Der stilvolle Festakt ist ganz nach dem Geschmack von Walther Bensemann. Landauer hebt den Fußballsport auf ein kulturell und gesellschaftlich neues Niveau und führt ihm neue Kreise zu, was der »Kicker«-Herausgeber in seiner Zeitschrift zu würdigen weiß: »Dieser Festabend wird jahrelang im Gedächtnis der Tausende von Teilnehmern haften bleiben, denn er bot gar Vielen, als da sind: Bürgermeister, Generäle, Stadträte, Industriemagnaten, Gelehrte aller Observanzen und andere Freundlichkeiten, einen bisher ungeahnten Kontakt mit unserem Sport. (…) In farbenreichen Bildern wurde uns und den Andern illustriert, was Curt Landauer in seiner sehr einfachen, sehr ausgezeichneten Rede zuvor erläutert hatte: die ethische Macht des Sports. Dies war keine Jubiläumsfeier eines großen Clubs mehr, sondern ein Appell an das Gewissen einer großen, berühmten und künstlerisch hervorragenden Stadt. Am 13. Juni 1925 ist der Münchener Fußballsport, vertreten durch den F.C. Bayern München, in jene Kreise eingedrungen, die ihm bis jetzt vielleicht nicht feindselig, aber herablassend oder neutral gegenüberstanden. Die Festvorstellung im Deutschen Theater war ein Markstein in der Geschichte des Sports. Genau wie das Erscheinen der Corinthians in Hamburg, genau so wie der erste Besuch der Freiburger in Straßburg nach dem Kriege; nur dass sich der Appell diesmal nicht ans Ausland, sondern an die oberen Kasten der eigenen Volksgenossen richtet. (…) Hier hat zum erstenmal im deutschen Sport die Theorie die Praxis überflügelt.«
Antiliberalismus
Doch das »Gewissen einer großen, berühmten und künstlerisch hervorragenden Stadt« beginnt sich zu dieser Zeit auf ganz andere Art zu belasten: München zeigt sich früh anfällig für nationalsozialistische Propaganda. Am 24. Februar 1920 war im Münchner Hofbräuhaus die Nationalsozialistische Partei Deutschlands (NSDAP) aus der Taufe gehoben worden, durch Umbenennung der 1919 im Café Gasteig gegründeten kleinen Deutschen Arbeiterpartei (DAP). Knapp drei Jahre später, Ende Januar 1923, hält die Partei im Münchner Löwenbräukeller ihren Reichsparteitag ab. München, Bayern und Österreich sind Adolf Hitlers erste Rekrutierungsgebiete.
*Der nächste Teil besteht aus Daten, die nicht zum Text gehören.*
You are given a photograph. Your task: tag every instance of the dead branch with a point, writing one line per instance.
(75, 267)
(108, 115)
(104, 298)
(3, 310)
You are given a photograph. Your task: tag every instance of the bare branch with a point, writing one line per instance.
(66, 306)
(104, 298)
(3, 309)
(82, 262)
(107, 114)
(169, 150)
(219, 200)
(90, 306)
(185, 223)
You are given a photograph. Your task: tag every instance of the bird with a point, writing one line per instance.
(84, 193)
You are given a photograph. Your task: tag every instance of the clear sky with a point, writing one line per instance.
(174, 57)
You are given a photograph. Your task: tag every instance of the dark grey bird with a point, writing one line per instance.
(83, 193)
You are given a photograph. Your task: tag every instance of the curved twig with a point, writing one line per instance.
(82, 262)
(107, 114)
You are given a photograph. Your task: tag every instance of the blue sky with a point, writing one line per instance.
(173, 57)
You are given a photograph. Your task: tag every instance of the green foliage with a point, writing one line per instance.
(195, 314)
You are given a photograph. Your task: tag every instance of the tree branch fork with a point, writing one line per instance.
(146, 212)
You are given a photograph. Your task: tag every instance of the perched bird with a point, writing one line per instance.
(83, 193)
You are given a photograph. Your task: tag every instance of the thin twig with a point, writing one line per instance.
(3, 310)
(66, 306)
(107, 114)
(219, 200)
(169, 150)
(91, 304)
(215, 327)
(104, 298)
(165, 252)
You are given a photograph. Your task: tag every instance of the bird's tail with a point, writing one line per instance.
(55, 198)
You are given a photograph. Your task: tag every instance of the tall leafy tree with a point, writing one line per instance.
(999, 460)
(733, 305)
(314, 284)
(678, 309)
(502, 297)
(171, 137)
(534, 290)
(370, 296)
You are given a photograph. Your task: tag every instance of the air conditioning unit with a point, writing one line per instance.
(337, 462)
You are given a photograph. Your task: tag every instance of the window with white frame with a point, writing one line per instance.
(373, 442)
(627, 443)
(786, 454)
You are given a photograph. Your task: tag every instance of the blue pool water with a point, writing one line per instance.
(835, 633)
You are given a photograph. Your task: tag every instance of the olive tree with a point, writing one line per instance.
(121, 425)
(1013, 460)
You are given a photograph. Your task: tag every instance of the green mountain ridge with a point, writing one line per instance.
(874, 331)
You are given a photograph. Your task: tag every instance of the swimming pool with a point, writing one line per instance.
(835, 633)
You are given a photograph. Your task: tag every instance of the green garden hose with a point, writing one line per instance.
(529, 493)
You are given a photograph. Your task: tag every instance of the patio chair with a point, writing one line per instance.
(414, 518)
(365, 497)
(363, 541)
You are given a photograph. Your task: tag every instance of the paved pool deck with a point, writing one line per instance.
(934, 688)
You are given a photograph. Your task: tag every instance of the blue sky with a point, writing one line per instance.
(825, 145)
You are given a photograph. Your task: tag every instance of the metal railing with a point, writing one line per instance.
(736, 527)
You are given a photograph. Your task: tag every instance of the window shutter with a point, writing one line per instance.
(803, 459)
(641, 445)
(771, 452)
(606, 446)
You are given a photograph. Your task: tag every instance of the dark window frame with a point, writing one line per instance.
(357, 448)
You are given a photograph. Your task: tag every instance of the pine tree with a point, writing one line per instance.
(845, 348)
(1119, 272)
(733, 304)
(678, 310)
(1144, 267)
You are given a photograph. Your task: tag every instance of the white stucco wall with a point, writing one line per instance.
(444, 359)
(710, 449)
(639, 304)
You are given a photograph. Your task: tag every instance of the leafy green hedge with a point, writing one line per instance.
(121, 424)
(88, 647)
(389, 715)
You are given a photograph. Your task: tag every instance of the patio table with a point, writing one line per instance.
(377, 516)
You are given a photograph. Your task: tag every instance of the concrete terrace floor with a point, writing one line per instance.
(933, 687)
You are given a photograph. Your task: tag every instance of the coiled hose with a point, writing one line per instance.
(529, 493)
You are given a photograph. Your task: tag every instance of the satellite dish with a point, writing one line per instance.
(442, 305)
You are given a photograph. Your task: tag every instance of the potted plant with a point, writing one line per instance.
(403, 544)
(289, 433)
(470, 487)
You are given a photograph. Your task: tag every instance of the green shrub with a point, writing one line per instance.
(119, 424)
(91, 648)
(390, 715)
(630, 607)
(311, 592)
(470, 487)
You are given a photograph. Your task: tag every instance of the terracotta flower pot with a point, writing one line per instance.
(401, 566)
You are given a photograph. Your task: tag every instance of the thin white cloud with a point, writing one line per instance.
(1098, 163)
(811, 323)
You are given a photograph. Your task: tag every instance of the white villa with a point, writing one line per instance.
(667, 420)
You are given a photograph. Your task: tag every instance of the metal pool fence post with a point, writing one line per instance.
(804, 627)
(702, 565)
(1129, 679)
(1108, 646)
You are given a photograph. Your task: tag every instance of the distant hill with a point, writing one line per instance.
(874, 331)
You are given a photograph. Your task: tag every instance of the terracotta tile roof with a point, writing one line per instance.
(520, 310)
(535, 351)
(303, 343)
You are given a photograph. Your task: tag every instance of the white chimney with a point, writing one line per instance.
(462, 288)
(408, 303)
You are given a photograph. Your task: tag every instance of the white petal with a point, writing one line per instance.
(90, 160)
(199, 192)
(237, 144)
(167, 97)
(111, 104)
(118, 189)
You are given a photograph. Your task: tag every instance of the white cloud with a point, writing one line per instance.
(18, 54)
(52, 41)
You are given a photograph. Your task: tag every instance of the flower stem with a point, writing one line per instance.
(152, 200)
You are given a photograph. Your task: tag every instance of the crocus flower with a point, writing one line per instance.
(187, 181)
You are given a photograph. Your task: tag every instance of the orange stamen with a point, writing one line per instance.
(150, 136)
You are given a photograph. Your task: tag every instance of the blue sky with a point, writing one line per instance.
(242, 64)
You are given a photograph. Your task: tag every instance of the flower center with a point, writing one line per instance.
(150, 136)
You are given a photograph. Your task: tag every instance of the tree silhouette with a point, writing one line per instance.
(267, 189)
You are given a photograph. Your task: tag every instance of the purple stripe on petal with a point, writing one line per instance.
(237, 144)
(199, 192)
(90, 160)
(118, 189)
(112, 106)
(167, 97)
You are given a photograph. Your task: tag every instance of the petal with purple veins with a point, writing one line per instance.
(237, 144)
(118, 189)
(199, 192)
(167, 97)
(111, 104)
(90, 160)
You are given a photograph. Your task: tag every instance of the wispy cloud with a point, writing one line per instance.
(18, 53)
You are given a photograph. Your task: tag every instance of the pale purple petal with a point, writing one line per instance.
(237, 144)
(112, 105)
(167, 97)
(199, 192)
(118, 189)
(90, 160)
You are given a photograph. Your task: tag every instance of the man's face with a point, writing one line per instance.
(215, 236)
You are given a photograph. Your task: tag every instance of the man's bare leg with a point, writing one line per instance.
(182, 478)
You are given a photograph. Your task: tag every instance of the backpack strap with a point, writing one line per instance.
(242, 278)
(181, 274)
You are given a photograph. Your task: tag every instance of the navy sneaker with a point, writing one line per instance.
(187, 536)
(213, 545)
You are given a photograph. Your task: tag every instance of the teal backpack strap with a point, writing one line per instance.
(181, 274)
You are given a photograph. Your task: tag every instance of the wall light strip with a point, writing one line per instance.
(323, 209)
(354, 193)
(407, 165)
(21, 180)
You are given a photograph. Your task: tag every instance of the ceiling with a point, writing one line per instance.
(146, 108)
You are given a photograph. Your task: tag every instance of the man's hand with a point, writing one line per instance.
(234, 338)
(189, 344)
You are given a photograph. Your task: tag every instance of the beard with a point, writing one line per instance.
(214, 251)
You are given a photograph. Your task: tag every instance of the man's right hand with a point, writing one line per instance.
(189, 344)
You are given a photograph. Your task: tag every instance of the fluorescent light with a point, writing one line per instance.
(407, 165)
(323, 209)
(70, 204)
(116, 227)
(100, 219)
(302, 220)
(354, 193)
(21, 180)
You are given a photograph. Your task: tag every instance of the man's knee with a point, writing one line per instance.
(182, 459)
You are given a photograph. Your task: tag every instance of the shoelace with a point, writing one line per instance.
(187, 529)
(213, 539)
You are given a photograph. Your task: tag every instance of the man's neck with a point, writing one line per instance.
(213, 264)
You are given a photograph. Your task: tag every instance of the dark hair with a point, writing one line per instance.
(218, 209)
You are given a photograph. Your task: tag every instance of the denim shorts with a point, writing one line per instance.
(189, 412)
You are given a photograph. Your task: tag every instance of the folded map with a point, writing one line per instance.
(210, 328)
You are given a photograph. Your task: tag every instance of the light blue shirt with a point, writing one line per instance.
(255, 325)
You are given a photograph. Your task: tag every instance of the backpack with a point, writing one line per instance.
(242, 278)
Im Herbst 1923 werden in München eine Reihe antisemitischer Attacken registriert. Die Fenster der großen Synagoge werden eingeschlagen, die Laubhütte eines Juden wird angezündet, und in einer anderen Münchner Synagoge werden Gottesdienstbesucher beleidigt und belästigt.
Am 8./9. November 1923 kommt es in München zu einem rechtsextremistischen Putschversuch, angeführt von Adolf Hitler und Erich Ludendorff. Ex-Quartiermeister Ludendorff war nach dem Ersten Weltkrieg zu einem Idol der völkischen, chauvinistischen und antirepublikanischen Kreise aufgestiegen. Auf einer bierschwangeren Versammlung im Haidhausener Bürgerbräukeller proklamiert Hitler eine »provisorische deutsche Nationalregierung« und bricht – nach dem Vorbild der italienischen Faschisten um Mussolini – mit seinen Getreuen zum »Marsch auf Berlin« auf, der allerdings in einer Schießerei vor der Feldherrnhalle am Odeonsplatz endet.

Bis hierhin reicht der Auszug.